En el deseo de cambiarnos a nosotros mismos y/o a otros, casi siempre hay una dosis de intolerancia y eso lo hace peligroso. Si el factor de intolerancia está ausente, el cambio es sano y positivo.
Generalmente, cambiamos para ser aceptados, para responder a las expectativas que se tienen de nosotros o para ajustarnos a la imagen que de nosotros mismos hemos concebido. Nos forzamos a cambiar y esto nunca resulta.
El único cambio aceptable es el que viene de aceptarse a sí mismo. El cambio nunca puede forzarse: el cambio sucede. La gran paradoja del cambio es que solo conseguimos alcanzarlo cuando nos olvidamos de él. La resistencia que oponemos a nosotros mismos, o a cualquier tendencia dentro de nosotros, hace imposible el cambio.
Acepta los hechos, amóldate a la situación, reconcíliate contigo mismo... y el cambio sucederá.

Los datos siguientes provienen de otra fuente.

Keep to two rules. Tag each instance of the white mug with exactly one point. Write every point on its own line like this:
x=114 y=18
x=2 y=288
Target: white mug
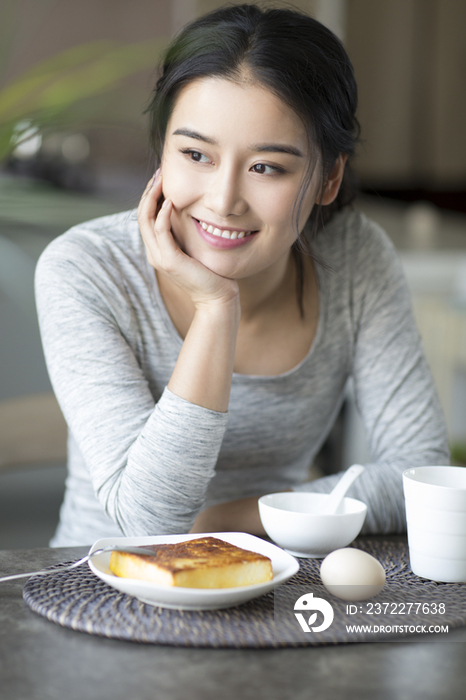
x=435 y=500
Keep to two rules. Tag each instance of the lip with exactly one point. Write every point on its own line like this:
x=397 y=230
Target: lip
x=222 y=243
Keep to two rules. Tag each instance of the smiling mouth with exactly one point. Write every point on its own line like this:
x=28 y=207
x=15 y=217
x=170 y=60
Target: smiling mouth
x=232 y=234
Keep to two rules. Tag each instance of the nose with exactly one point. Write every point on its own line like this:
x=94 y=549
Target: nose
x=224 y=196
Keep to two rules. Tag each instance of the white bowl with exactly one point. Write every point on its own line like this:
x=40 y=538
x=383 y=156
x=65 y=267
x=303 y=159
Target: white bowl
x=436 y=519
x=292 y=520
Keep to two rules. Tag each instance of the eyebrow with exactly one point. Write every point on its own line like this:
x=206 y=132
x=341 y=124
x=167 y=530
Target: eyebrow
x=258 y=148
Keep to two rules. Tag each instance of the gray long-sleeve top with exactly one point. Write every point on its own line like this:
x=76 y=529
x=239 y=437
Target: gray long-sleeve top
x=144 y=461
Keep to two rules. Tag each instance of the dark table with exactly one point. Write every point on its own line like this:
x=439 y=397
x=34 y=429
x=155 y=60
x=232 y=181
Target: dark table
x=41 y=661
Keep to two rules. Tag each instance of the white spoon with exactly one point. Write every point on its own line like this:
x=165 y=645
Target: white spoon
x=336 y=496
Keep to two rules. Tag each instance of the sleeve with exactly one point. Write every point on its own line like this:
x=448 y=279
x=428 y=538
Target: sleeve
x=394 y=389
x=150 y=462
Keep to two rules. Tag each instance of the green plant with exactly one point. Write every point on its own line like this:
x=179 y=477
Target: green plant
x=44 y=97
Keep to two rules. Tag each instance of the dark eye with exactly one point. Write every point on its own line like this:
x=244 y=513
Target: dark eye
x=196 y=156
x=263 y=169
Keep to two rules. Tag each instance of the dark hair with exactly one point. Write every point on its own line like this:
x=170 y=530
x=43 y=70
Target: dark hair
x=295 y=57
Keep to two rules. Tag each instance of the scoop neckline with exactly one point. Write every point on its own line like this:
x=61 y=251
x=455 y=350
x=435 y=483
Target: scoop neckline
x=154 y=286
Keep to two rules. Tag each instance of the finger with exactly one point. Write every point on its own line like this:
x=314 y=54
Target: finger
x=148 y=204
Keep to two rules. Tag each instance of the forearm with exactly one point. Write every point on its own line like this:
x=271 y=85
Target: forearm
x=204 y=369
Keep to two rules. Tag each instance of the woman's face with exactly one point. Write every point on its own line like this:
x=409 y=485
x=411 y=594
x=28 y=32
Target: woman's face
x=234 y=158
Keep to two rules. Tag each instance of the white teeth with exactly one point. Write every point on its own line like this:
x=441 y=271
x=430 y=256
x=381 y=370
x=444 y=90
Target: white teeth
x=223 y=234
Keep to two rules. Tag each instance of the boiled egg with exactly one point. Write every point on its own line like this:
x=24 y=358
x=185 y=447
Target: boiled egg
x=352 y=574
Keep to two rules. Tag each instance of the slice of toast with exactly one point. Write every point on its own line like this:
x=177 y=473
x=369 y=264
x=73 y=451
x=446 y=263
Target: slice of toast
x=206 y=562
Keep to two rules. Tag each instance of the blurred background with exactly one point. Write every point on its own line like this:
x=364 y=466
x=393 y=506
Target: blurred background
x=75 y=78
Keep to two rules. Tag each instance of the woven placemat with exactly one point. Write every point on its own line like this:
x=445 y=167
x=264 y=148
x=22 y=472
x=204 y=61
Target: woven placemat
x=407 y=606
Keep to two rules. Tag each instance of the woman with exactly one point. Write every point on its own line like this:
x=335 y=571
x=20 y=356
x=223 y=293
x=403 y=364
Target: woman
x=200 y=354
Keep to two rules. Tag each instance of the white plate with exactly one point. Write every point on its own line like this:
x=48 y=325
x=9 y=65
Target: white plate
x=283 y=565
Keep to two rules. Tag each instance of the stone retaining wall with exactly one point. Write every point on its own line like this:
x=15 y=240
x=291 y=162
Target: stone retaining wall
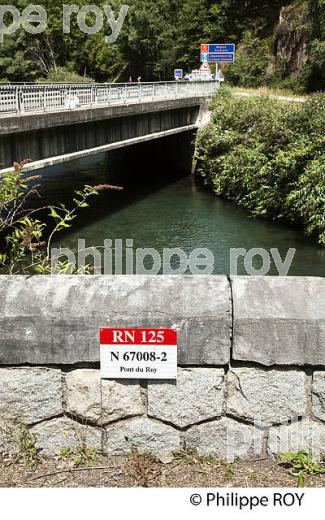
x=250 y=379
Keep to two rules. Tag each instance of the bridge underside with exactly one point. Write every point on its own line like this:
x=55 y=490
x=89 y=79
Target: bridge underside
x=48 y=139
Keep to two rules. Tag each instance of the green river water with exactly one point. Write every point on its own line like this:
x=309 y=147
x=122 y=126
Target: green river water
x=165 y=210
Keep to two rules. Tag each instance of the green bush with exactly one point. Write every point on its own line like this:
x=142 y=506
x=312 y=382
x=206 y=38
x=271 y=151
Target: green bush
x=64 y=75
x=268 y=157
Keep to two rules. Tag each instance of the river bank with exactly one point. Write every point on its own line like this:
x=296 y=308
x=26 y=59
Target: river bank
x=268 y=157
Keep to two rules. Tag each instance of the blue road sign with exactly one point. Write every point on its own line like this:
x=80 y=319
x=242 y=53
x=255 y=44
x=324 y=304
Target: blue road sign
x=178 y=73
x=218 y=52
x=216 y=57
x=222 y=48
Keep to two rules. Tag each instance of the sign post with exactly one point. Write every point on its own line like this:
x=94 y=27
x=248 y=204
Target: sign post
x=178 y=74
x=138 y=354
x=218 y=52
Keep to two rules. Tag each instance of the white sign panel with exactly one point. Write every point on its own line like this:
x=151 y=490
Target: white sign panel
x=138 y=354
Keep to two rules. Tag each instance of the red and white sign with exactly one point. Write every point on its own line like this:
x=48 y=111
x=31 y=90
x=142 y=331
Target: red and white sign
x=138 y=354
x=205 y=67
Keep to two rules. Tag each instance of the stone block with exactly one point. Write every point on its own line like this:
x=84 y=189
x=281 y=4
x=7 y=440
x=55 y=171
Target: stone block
x=62 y=433
x=266 y=396
x=116 y=400
x=318 y=395
x=198 y=395
x=279 y=321
x=225 y=439
x=56 y=319
x=30 y=395
x=305 y=435
x=142 y=434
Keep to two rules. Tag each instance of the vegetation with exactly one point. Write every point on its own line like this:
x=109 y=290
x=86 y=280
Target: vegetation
x=25 y=237
x=28 y=451
x=302 y=465
x=157 y=36
x=268 y=157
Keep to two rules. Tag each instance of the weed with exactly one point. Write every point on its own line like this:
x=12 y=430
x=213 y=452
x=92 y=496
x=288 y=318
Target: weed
x=143 y=467
x=27 y=446
x=229 y=472
x=301 y=466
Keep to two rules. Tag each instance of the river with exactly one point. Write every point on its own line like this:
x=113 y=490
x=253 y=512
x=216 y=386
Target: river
x=163 y=209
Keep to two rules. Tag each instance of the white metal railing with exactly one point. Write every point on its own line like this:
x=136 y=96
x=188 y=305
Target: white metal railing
x=40 y=98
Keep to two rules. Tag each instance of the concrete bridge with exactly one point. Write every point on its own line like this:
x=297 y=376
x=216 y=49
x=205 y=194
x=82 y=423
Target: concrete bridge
x=52 y=124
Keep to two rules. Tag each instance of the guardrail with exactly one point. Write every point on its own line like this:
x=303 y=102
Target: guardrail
x=21 y=99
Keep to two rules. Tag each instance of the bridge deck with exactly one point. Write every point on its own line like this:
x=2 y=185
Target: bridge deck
x=34 y=99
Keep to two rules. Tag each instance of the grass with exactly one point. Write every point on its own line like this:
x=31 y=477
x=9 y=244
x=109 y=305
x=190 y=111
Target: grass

Cuando el prurito del cambio entra para cambiar a los demás, resulta mucho más dañino. Queremos hacer cambiar al otro... ¡por su propio bien, por supuesto! ¡Sería una persona tan completa y feliz si lo hiciera!... y todo por esos defectillos que todo el mundo le ve y que solo él parece no haber notado. Tengo que decírselo, tengo que hacer que se corrija de una vez. Si no puedo hacer eso, al menos tengo que rogarle a Dios para que le haga cambiar según la imagen que hemos decretado para él.
Esta oración es una manera velada, pero evidente, de rechazar al otro. No nos toca a nosotros juzgar, condenar, ordenar el cambio. Deja al otro en paz, acéptalo y ámalo tal como es.
Aceptar la realidad no quiere decir tolerar cualquier tipo de conformismo, pasividad o apatía. Al contrario, es un abrazar gozosamente a todo lo que existe para sacar el mayor partido a las cosas tal como son y a la vida tal como es. Una actitud que lleva a la iniciativa y a la acción para provocar decisiones y cambiar circunstancias.
Hemos de aceptar la realidad como el pájaro acepta sus alas: para volar. Lo importante es no empezar a quejarse del tipo de alas que a uno le ha tocado, a compararlas con las de los demás... para quedarse al fin en el suelo.
Reconocer la realidad, aceptar los hechos y caer en la cuenta de toda situación, no es invitar a la pereza y a la inacción sino lanzar el reto del desarrollo personal y el cambio social.